[SERVER-17152] WiredTiger file corrupted during power cycle test Created: 02/Feb/15  Updated: 20/Sep/17  Resolved: 23/Apr/15

Status: Closed
Project: Core Server
Component/s: Storage, WiredTiger
Affects Version/s: 3.0.0-rc7, 3.0.0-rc8
Fix Version/s: None

Type: Bug Priority: Critical - P2
Reporter: Jonathan Abrahams Assignee: Bruce Lucas (Inactive)
Resolution: Done Votes: 0
Labels: 28qa, FT, cap-ss
Remaining Estimate: Not Specified
Time Spent: Not Specified
Original Estimate: Not Specified

Attachments: File CAP-1863-novalidate.js     File cap-1863.js     Text File mongod-wiredTiger.log     File mongod.log     File mongod.log-2015-02-02.tar.gz     File syslog-feb2.gz     File wt-corrupted1.tar.gz     File wt-failure-3.tar.gz    
Issue Links:
Related
related to SERVER-17818 Abrupt termination due to service shu... Closed
related to SERVER-17086 Can't start MongoDB w/ WiredTiger Eng... Closed
related to SERVER-17204 Crash before completion of first chec... Closed
related to SERVER-17451 WiredTiger unable to start if crash l... Closed
related to SERVER-17613 Unable to start mongod after unclean ... Closed
is related to SERVER-17587 Node crash scenario results in uncrec... Closed
is related to SERVER-17086 Can't start MongoDB w/ WiredTiger Eng... Closed
is related to SERVER-17210 Crash can leave data inaccessible due... Closed
is related to SERVER-17571 WiredTiger unable to start if crash l... Closed
Tested
Operating System: ALL
Participants:
Case:

 Description   

The power cycle testing performs random (unclean) crashes of the server. After the server reboots, mongod is run with repair.

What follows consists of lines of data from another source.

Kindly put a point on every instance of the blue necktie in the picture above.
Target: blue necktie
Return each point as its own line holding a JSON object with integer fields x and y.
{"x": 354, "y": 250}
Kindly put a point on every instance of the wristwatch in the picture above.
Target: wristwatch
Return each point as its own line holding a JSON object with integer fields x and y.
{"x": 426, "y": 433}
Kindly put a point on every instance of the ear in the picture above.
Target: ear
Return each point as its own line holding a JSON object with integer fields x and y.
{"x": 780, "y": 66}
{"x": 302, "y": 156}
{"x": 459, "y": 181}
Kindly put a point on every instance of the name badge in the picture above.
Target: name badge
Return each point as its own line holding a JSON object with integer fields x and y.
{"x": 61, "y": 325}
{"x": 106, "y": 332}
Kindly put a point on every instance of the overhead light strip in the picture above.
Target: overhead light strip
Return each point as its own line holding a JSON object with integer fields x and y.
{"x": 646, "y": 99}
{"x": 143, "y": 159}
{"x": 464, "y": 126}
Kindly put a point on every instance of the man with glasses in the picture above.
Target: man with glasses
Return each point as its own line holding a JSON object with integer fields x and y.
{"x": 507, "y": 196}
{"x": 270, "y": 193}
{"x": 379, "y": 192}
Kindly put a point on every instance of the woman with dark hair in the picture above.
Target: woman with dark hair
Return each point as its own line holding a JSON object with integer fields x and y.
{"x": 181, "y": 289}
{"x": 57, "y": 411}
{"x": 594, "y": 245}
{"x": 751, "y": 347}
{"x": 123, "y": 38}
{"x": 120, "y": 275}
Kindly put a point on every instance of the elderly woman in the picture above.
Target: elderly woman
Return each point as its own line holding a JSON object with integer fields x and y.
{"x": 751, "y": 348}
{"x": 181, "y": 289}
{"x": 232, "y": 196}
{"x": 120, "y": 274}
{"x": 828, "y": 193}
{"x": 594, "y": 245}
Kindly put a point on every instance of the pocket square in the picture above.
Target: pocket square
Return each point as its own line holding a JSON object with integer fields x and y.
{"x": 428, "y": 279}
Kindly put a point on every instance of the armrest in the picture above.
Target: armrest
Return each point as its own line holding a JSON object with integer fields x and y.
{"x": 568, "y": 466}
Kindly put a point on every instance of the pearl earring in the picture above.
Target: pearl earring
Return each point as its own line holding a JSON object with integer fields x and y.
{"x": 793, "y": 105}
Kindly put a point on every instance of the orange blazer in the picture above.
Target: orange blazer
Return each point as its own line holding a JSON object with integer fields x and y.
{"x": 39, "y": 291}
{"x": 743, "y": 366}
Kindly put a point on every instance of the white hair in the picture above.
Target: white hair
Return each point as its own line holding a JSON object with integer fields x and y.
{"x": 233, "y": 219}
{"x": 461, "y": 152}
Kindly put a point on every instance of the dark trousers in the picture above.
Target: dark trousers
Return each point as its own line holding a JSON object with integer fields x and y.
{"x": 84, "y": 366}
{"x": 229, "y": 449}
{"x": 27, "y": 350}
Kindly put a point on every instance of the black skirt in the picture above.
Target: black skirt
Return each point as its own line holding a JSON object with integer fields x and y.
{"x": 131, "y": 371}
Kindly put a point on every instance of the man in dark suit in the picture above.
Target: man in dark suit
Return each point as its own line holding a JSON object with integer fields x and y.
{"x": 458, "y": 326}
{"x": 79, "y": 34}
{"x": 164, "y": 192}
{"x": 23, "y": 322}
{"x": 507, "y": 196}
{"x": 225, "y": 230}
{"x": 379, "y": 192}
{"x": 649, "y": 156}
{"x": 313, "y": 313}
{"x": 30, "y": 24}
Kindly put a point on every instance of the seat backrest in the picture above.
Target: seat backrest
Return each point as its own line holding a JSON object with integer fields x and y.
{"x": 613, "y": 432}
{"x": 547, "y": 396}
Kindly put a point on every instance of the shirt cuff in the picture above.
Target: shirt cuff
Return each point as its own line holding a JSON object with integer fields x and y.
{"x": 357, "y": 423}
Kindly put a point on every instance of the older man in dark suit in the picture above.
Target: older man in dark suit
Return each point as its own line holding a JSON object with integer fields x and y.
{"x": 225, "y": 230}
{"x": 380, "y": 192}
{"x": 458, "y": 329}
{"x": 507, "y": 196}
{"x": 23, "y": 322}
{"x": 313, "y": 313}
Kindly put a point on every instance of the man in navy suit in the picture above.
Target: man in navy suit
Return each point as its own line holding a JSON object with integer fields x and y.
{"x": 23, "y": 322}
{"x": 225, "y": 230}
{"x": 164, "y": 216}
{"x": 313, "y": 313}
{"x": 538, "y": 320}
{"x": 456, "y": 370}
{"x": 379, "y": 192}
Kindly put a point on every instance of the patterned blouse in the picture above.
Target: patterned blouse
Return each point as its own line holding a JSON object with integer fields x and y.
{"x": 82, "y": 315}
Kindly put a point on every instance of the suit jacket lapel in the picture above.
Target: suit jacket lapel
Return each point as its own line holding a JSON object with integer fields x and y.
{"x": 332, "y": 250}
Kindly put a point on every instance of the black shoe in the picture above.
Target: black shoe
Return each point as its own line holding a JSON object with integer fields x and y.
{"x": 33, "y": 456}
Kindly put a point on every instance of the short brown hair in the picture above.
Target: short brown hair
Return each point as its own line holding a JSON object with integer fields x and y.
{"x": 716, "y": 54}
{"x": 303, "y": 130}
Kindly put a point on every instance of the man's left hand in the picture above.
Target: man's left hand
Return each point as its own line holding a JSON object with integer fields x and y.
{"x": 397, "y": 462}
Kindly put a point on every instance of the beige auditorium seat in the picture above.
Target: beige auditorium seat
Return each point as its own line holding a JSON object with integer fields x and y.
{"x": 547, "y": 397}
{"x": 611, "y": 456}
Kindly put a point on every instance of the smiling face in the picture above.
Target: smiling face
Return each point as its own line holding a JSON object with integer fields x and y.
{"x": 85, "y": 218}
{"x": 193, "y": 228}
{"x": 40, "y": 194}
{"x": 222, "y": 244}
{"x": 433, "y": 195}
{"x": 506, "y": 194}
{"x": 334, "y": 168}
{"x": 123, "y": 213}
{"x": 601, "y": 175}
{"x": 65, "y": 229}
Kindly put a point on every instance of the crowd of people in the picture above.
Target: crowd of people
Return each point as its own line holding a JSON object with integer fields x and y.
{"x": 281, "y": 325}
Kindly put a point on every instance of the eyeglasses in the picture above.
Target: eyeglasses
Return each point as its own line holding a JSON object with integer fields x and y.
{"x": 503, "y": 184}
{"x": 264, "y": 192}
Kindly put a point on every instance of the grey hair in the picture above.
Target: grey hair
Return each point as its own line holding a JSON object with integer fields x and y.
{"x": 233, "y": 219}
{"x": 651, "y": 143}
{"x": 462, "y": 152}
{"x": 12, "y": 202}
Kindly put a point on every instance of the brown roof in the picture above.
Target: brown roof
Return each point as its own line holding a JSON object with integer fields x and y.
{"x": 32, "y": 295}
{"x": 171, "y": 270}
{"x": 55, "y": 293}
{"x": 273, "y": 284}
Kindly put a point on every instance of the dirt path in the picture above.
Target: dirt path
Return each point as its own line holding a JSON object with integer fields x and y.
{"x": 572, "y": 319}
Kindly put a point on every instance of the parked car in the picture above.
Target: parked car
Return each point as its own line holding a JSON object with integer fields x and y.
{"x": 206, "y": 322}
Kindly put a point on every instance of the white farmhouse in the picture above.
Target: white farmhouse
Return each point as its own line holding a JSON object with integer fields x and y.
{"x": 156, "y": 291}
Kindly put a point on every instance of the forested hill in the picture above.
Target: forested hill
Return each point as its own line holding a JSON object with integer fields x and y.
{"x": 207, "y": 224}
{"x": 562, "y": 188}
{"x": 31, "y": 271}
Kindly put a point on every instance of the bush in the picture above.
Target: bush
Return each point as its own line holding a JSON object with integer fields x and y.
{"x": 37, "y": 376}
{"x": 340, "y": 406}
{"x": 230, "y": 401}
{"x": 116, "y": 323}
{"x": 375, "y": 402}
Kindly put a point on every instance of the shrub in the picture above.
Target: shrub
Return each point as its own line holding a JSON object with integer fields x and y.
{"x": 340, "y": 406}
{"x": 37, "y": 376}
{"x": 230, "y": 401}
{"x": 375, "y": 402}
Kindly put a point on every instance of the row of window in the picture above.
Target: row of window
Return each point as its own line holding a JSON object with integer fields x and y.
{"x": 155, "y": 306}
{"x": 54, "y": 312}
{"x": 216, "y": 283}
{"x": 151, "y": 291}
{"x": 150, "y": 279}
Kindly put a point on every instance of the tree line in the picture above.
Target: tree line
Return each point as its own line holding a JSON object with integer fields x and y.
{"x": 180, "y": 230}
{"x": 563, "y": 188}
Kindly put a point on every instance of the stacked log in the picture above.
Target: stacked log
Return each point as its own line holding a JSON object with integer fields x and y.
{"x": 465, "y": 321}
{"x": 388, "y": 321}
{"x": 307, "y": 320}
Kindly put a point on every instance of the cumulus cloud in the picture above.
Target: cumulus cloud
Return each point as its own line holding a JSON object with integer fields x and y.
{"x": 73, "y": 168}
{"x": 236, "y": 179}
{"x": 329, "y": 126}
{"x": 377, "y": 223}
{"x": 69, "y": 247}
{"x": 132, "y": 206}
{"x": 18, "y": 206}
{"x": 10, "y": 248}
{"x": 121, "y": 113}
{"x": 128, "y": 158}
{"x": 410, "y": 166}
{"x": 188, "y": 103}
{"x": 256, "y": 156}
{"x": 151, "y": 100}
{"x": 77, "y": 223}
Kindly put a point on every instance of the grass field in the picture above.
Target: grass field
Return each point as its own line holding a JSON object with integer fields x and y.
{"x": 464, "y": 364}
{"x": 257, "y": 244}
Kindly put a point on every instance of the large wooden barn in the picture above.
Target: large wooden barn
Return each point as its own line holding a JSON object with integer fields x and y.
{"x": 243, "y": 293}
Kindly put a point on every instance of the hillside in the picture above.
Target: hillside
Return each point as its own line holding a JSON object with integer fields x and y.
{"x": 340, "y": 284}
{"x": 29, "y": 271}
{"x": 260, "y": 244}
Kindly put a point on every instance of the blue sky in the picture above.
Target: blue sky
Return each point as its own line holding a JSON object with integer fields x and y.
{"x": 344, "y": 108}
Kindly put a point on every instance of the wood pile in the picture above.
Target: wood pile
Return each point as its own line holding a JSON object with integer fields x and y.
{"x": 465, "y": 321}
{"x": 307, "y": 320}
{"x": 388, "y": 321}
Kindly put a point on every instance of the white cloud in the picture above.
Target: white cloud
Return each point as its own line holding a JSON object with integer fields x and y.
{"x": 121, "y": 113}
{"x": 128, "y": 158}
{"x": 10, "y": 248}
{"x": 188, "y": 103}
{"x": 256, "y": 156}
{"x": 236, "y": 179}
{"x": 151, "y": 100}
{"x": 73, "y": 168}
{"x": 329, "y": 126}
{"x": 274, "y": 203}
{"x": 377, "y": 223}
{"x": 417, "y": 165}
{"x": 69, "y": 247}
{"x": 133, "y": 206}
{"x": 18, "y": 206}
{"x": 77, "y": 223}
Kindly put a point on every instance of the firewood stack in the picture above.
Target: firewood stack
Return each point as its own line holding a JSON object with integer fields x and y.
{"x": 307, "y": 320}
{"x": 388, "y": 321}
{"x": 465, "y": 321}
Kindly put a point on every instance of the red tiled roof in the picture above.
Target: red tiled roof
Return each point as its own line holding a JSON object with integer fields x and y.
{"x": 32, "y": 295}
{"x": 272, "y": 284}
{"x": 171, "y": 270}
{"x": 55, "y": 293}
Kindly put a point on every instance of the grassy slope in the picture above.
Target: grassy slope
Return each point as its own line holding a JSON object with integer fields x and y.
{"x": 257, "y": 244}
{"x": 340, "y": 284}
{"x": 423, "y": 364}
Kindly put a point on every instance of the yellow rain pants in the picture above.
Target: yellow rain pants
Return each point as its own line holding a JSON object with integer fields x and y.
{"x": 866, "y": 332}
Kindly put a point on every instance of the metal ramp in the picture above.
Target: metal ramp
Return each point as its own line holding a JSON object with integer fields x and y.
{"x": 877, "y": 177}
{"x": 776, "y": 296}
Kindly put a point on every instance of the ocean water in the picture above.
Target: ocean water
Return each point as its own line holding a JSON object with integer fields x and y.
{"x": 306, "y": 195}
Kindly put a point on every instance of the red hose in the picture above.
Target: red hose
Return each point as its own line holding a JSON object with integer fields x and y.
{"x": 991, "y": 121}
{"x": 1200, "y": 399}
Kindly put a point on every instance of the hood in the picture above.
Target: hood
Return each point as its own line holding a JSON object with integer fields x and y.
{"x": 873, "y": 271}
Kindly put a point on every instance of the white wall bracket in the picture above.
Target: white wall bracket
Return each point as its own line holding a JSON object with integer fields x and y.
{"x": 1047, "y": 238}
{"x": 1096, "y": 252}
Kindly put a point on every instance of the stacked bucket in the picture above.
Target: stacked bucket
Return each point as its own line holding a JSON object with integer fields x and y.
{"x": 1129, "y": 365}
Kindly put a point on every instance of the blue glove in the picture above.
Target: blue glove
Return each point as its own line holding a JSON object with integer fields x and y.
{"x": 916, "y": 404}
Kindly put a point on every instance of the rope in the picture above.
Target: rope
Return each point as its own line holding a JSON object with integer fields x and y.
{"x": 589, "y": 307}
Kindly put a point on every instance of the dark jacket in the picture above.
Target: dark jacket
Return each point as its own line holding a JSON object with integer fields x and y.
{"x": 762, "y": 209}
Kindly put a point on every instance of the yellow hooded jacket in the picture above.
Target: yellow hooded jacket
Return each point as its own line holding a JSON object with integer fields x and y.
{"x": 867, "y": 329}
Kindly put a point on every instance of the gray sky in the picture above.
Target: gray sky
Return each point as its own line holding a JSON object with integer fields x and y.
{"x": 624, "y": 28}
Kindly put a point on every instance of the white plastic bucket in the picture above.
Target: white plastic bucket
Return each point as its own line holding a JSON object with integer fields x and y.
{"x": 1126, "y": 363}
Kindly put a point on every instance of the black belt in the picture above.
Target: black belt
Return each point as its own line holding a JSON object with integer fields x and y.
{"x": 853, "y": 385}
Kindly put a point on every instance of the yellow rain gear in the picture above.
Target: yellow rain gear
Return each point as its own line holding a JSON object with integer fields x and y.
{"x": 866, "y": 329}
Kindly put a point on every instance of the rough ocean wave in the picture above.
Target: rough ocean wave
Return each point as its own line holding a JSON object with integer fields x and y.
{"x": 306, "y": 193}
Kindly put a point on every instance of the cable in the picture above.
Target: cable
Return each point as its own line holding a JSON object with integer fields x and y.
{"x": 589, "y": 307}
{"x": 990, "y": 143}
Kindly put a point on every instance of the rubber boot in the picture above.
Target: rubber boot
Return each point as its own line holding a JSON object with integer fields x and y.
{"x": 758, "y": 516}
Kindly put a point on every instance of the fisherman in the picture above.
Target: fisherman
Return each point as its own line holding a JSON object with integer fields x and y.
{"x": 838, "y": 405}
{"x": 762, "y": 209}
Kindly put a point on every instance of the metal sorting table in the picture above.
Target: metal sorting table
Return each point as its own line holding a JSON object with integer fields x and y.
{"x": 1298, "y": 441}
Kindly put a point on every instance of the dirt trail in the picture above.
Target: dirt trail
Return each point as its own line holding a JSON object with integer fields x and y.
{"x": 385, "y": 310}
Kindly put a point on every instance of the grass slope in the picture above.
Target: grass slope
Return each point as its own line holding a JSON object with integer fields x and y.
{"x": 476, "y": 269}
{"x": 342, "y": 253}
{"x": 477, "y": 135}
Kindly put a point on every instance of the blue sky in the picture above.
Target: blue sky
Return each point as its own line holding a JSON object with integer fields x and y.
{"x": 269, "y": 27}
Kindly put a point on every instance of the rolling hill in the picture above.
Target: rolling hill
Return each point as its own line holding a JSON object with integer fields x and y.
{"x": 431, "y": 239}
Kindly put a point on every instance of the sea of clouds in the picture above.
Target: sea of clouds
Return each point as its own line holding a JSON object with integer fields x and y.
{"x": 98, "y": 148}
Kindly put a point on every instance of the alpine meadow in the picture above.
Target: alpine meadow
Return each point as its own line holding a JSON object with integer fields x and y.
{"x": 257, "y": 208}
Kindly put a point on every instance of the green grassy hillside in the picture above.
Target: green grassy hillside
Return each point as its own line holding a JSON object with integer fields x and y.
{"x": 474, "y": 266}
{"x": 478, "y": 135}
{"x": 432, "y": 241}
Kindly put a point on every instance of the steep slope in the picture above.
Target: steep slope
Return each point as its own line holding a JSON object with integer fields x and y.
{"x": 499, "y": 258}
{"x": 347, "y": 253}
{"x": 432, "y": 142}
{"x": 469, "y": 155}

In this particular instance, the repair failed due to file:WiredTiger.wt, connection: read checksum error:

 mongod --storageEngine wiredTiger --repair
2015-02-02T14:58:43.936-0500 I CONTROL  [initandlisten] MongoDB starting : pid=1958 port=27017 dbpath=/data/db 64-bit host=WTCrash
2015-02-02T14:58:43.936-0500 I CONTROL  [initandlisten]
2015-02-02T14:58:43.937-0500 I CONTROL  [initandlisten] ** WARNING: /sys/kernel/mm/transparent_hugepage/enabled is 'always'.
2015-02-02T14:58:43.937-0500 I CONTROL  [initandlisten] **        We suggest setting it to 'never'
2015-02-02T14:58:43.937-0500 I CONTROL  [initandlisten]
2015-02-02T14:58:43.937-0500 I CONTROL  [initandlisten] ** WARNING: /sys/kernel/mm/transparent_hugepage/defrag is 'always'.
2015-02-02T14:58:43.937-0500 I CONTROL  [initandlisten] **        We suggest setting it to 'never'
2015-02-02T14:58:43.937-0500 I CONTROL  [initandlisten]
2015-02-02T14:58:43.937-0500 I CONTROL  [initandlisten] db version v3.0.0-rc7
2015-02-02T14:58:43.937-0500 I CONTROL  [initandlisten] git version: e4c60053b2967e16f765fa25d16aa6d629faa196
2015-02-02T14:58:43.937-0500 I CONTROL  [initandlisten] build info: Linux build14.nj1.10gen.cc 2.6.32-431.3.1.el6.x86_64 #1 SMP Fri Jan 3 21:39:27 UTC 2014 x86_64 BOOST_LIB_VERSION=1_49
2015-02-02T14:58:43.937-0500 I CONTROL  [initandlisten] allocator: tcmalloc
2015-02-02T14:58:43.937-0500 I CONTROL  [initandlisten] options: { repair: true, storage: { engine: "wiredTiger" } }
2015-02-02T14:58:43.957-0500 W -        [initandlisten] Detected unclean shutdown - /data/db/mongod.lock is not empty.
2015-02-02T14:58:43.957-0500 W STORAGE  [initandlisten] Recovering data from the last clean checkpoint.
2015-02-02T14:58:43.957-0500 I STORAGE  [initandlisten] wiredtiger_open config: create,cache_size=1G,session_max=20000,eviction=(threads_max=4),statistics=(fast),checkpoint=(wait=60,log_size=2GB),statistics_log=(wait=0),
2015-02-02T14:58:43.961-0500 E STORAGE  [initandlisten] WiredTiger (0) [1422907123:961875][1958:0x7f55c79aebc0], file:WiredTiger.wt, connection: read checksum error [4096B @ 28672, 3705540348 != 3545740451]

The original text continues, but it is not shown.